Rick Deckard Blade Runner

Publié le par PJ




    2019, Los Angeles. La Terre est surpeuplée et l’humanité est partie coloniser l’espace.
Les nouveaux colons sont assistés de Replicants, créations artificielles de plus en plus perfectionnées qui ressemblent de plus en plus à l’homme. Conçus comme de nouveaux esclaves (travailleurs, combattants, prostituées), certains parmi les plus évolués s’affranchissent de leurs chaînes et s’enfuient.


    Rick Deckard est un ancien Blade Runner, catégorie spéciale de policiers chargés de "retirer" ces replicants. Il accepte une nouvelle mission qui consiste à retrouver quatre de ces individus qui viennent de regagner la Terre après avoir volé une navette spatiale. Ces replicants sont des Nexus 6, derniers nés de la technologie développée par la Tyrell Corporation.


   

    Alors qu’en ce début des années 80 la science-fiction connaît un regain d’intérêt grâce au triomphe de Starwars Do androids dream of electric sheep ?, ne conservant que l’idée générale et inventant absolument tout le reste. (1977), le scénariste Hampton Fancher adapte très librement le livre de Philip K. Dick

    Il est secondé par David Peoples et Ridley Scott, très rapidement attachés au projet. Sous l’impulsion du cinéaste, Blade runner (1982) devient un projet gigantesque, dépassant allègrement le budget alloué au départ. Inspiré à la fois par le film noir et les dessins futuristes de Moebius et d’Enki Bilal, Scott s’attache à décrire un avenir crédible : population mondiale concentrée dans des mégalopoles toujours plus tentaculaires, pollution galopante ayant détruit les animaux et androïdes qui remplacent les humains pour les travaux pénibles.
Le métrage étonne sans cesse par son refus de l’action pure et sa volonté de poétiser chaque séquence.

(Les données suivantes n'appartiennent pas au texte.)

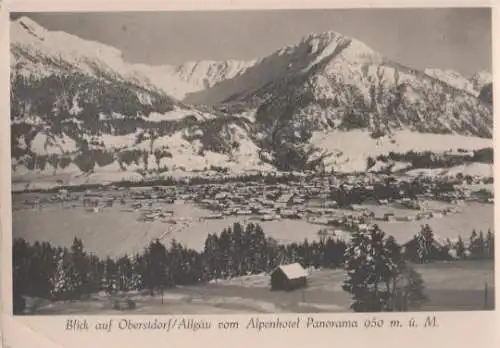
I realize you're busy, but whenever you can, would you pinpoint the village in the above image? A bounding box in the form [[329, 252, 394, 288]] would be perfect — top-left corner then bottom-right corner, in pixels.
[[14, 174, 493, 245]]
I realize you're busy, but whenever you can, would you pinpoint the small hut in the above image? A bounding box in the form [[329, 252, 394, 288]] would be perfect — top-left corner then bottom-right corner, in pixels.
[[271, 262, 307, 291]]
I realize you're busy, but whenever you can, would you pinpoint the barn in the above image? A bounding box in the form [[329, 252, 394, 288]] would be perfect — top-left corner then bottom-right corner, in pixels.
[[271, 262, 307, 291]]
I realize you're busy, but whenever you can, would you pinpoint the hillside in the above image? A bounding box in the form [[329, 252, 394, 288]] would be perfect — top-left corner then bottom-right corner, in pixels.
[[185, 32, 493, 169], [11, 18, 270, 185], [11, 17, 493, 183]]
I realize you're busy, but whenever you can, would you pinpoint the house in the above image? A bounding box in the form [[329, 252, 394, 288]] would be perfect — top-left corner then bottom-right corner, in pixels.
[[271, 262, 307, 291]]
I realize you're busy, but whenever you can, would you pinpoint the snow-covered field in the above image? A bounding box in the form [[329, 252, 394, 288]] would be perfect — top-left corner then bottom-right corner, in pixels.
[[13, 194, 494, 257], [23, 261, 494, 315], [311, 130, 493, 176]]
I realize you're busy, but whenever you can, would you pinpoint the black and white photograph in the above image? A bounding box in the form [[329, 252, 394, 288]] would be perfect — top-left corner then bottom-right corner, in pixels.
[[7, 7, 495, 316]]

    Ainsi, bouleversant la traditionnelle barrière entre le bien et le mal, les auteurs rendent leurs Réplicants attachants dans leur volonté de s’humaniser. Métaphore de la condition humaine, ce combat pour rencontrer leur Créateur et demander à vivre plus longtemps est aussi celui de tout être pensant. Tels des enfants (ils sont systématiquement entourés de poupées), les Réplicants font des bêtises - ils tuent ceux qui les agressent - mais leurs réactions ne sont jamais vraiment réfléchies.

 
    Au final, ils nous émeuvent au plus haut point, surtout lors de la bouleversante confrontation finale entre Harrison Ford et Rutger Hauer. Déjà séduit par l’univers foisonnant du film, le spectateur ressent alors une intense émotion devant ce brusque élan poétique.